Lie Algebras With Basis#

AUTHORS:

  • Travis Scrimshaw (07-15-2013): Initial implementation

class sage.categories.lie_algebras_with_basis.LieAlgebrasWithBasis(base_category)#

Bases: CategoryWithAxiom_over_base_ring

Category of Lie algebras with a basis.

class ElementMethods#

Bases: object

lift()#

Lift self to the universal enveloping algebra.

EXAMPLES:

sage: # needs sage.groups
sage: S = SymmetricGroup(3).algebra(QQ)
sage: L = LieAlgebra(associative=S)
sage: x = L.gen(3)
sage: y = L.gen(1)
sage: x.lift()
b3
sage: y.lift()
b1
sage: x * y
b1*b3 + b4 - b5
to_vector(order=None)#

Return the vector in g.module() corresponding to the element self of g (where g is the parent of self).

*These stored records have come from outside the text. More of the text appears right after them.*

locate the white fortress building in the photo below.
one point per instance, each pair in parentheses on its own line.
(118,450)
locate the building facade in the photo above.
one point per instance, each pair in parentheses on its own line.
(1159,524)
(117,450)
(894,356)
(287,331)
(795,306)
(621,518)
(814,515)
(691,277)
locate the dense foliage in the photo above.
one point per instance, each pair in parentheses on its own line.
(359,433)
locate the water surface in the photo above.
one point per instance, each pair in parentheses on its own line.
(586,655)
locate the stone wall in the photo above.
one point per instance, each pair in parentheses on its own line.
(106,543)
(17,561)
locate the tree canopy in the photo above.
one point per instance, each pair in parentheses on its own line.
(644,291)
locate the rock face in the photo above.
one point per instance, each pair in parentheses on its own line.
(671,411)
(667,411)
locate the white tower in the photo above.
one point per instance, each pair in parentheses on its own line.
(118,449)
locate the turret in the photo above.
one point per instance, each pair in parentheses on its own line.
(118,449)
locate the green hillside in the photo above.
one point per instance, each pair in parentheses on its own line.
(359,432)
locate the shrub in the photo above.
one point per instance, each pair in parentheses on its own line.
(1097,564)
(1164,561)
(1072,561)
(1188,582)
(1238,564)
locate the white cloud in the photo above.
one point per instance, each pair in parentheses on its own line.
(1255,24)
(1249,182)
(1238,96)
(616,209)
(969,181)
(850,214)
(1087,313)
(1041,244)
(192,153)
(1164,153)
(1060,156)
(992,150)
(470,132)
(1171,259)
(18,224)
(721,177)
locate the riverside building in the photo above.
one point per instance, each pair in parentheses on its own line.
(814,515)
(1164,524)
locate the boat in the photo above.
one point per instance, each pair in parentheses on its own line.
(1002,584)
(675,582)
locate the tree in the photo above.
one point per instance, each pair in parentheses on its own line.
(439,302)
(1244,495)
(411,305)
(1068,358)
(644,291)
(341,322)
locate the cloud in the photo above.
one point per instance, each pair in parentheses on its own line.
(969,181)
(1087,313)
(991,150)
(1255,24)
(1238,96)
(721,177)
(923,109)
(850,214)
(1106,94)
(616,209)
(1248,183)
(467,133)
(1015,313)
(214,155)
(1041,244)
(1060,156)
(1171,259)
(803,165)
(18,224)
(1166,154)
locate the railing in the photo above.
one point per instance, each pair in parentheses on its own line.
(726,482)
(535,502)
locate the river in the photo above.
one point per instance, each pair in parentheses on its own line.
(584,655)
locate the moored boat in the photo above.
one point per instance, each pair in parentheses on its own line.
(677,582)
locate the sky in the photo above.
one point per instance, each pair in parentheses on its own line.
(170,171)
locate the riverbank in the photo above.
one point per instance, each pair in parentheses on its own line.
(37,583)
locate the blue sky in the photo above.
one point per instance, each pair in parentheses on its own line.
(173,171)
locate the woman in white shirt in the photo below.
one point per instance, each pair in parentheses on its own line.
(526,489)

Implement this if you implement g.module(). See sage.categories.lie_algebras.LieAlgebras.module() for how this is to be done.

EXAMPLES:

sage: L = LieAlgebras(QQ).FiniteDimensional().WithBasis().example()     # needs sage.modules
sage: L.an_element().to_vector()                                        # needs sage.modules
(0, 0, 0)

Todo

Doctest this implementation on an example not overshadowed.

Graded#

alias of GradedLieAlgebrasWithBasis

class ParentMethods#

Bases: object

bracket_on_basis(x, y)#

Return the bracket of basis elements indexed by x and y where x < y. If this is not implemented, then the method _bracket_() for the elements must be overwritten.

EXAMPLES:

sage: L = LieAlgebras(QQ).WithBasis().example()                         # needs sage.combinat sage.modules
sage: L.bracket_on_basis(Partition([3,1]), Partition([2,2,1,1]))        # needs sage.combinat sage.modules
0
dimension()#

Return the dimension of self.

EXAMPLES:

sage: L = LieAlgebras(QQ).FiniteDimensional().WithBasis().example()     # needs sage.modules
sage: L.dimension()                                                     # needs sage.modules
3
sage: L = LieAlgebra(QQ, 'x,y', {('x','y'): {'x':1}})                   # needs sage.combinat sage.modules
sage: L.dimension()                                                     # needs sage.combinat sage.modules
2
from_vector(v, order=None, coerce=False)#

Return the element of self corresponding to the vector v in self.module().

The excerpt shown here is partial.